Cronaca Politeama / Via Francesco Crispi

"Importiamo schiavi, produciamo disoccupati”: protesta shock di CasaPound

Insieme alla scritta anche manichini di extracomunitari in catene davanti al porto. Il responsabile dei militanti di Palermo: "L'unica ragione che giustifica la costruzione di una società multirazziale è l'incremento di manodopera non sindacalizzata e a basso costo"

Lo striscione comparso davanti al porto

Manichini di extracomunitari in catene ed uno striscione con scritto: “Mare Nostrum: importiamo schiavi, produciamo disoccupati”. Questo è quello che è apparso stamattina davanti all’ingresso del porto, in via Crispi. L’azione è stata rivendicata dai militanti di CasaPound Italia.

“Il fenomeno dell’immigrazione massiva e incontrollata – afferma in una nota Francesco Vozza, responsabile di CasaPound Palermo – fa particolarmente gola al capitalismo, sempre alla ricerca di schiavi da sfruttare. E’ ormai evidente che Mare Nostrum è un fallimento desiderato dalle classi dirigenti occidentali per ragioni di natura meramente economica”.

“L’unica ragione che giustifica la costruzione di una società multirazziale – prosegue Vozza – è l’incremento di manodopera non sindacalizzata e a basso costo. Sostenendo l’immigrazione, infatti, il mercato assesterà domanda e offerta e chiunque si oppone a questo sistema senza schierarsi contro l’immigrazione è il primo alleato del capitalismo”.
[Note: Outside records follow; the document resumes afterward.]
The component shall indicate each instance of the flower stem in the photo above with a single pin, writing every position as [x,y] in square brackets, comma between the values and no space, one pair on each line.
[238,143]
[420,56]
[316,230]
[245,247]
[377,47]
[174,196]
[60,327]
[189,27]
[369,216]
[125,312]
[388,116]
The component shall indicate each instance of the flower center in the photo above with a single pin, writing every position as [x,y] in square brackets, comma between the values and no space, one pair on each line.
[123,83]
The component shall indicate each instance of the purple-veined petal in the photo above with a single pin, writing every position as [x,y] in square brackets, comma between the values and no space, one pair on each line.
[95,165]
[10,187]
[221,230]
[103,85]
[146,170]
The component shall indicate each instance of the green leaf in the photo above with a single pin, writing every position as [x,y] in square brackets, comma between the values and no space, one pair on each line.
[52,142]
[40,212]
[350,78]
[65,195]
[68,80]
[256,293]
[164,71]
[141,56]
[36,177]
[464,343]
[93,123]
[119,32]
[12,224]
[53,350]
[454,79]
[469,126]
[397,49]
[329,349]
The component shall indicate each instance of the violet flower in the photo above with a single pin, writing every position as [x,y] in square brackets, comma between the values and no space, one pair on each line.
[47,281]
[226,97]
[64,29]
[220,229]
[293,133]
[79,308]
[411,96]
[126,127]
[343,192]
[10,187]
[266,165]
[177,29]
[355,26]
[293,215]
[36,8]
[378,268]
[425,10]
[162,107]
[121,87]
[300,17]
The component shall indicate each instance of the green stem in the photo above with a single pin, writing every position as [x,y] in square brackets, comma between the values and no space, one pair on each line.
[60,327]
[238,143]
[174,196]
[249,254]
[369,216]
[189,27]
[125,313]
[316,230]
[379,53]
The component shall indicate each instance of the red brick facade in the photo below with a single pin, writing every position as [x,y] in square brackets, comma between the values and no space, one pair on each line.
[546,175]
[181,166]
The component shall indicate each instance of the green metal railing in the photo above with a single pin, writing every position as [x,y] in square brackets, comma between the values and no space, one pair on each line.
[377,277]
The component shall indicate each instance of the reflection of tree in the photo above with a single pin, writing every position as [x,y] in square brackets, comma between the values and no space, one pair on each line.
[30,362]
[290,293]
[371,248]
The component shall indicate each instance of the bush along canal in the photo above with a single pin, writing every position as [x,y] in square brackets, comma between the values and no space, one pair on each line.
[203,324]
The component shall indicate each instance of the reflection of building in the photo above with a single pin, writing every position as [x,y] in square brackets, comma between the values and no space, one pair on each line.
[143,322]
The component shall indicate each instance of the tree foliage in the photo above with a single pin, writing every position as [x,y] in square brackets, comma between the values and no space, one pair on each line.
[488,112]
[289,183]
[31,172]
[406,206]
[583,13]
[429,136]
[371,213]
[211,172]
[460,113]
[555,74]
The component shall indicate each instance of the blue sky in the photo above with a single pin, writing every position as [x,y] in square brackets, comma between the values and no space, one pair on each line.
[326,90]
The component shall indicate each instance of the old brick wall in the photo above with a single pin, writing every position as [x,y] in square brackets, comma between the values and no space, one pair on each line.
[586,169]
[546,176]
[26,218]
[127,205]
"Non è difficile inoltre notare – conclude il responsabile di CasaPound – che dietro gli atteggiamenti umanitari di facciata ci siano anche i partiti progressisti in cerca di nuovi elettori, le chiese in cerca di nuovi fedeli e le associazioni umanitarie in cerca di nuovi fondi, in quest’ultimo periodo in pieno fermento”.